“This paper presents a theoretical proof that AGI systems will structurally collapse under certain semantic conditions…”
No it doesn’t.
Shannon entropy measures statistical uncertainty in data. It says nothing about whether an agent can invent new conceptual frames. Equating “frame changes” with rising entropy is a metaphor, not a theorem, so it doesn’t even make sense as a mathematical proof.
This is philosophical musing at best.
Correct: Shannon entropy originally measures statistical uncertainty over a fixed symbol space. When the system is fed additional information/data, then entropy goes down, uncertainty falls. This is always true in situations where the possible outcomes are a) sufficiently limited and b)unequally distributed. In such cases, with enough input, the system can collapse the uncertainty function within a finite number of steps.
But the paper doesn’t just restate Shannon.
It extends this very formalism to semantic spaces where the symbol set itself becomes unstable. These situations arise when (a) entropy is calculated across interpretive layers (as in LLMs), and (b) the probability distribution follows a heavy-tailed regime (α ≤ 1). Under these conditions, entropy divergence becomes mathematically provable.

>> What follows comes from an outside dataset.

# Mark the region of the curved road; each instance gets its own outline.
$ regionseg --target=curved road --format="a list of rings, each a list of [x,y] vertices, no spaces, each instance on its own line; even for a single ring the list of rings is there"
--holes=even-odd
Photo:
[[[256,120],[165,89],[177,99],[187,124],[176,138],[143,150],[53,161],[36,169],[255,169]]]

This is far from being metaphorical: it’s backed by formal Coq-style proofs (see Appendix C in he paper).
AND: it is exactly the mechanism that can explain the Apple-Papers' results
Your paper only claims that those Coq snippets constitute a "constructive proof sketch". Have those formalizations actually been verified, and if so, why not include the results in the paper?
Separately from that, your entire argument wrt Shannon hinges on this notion that it is applicable to "semantic spaces", but it is not clear on what basis this jump is made.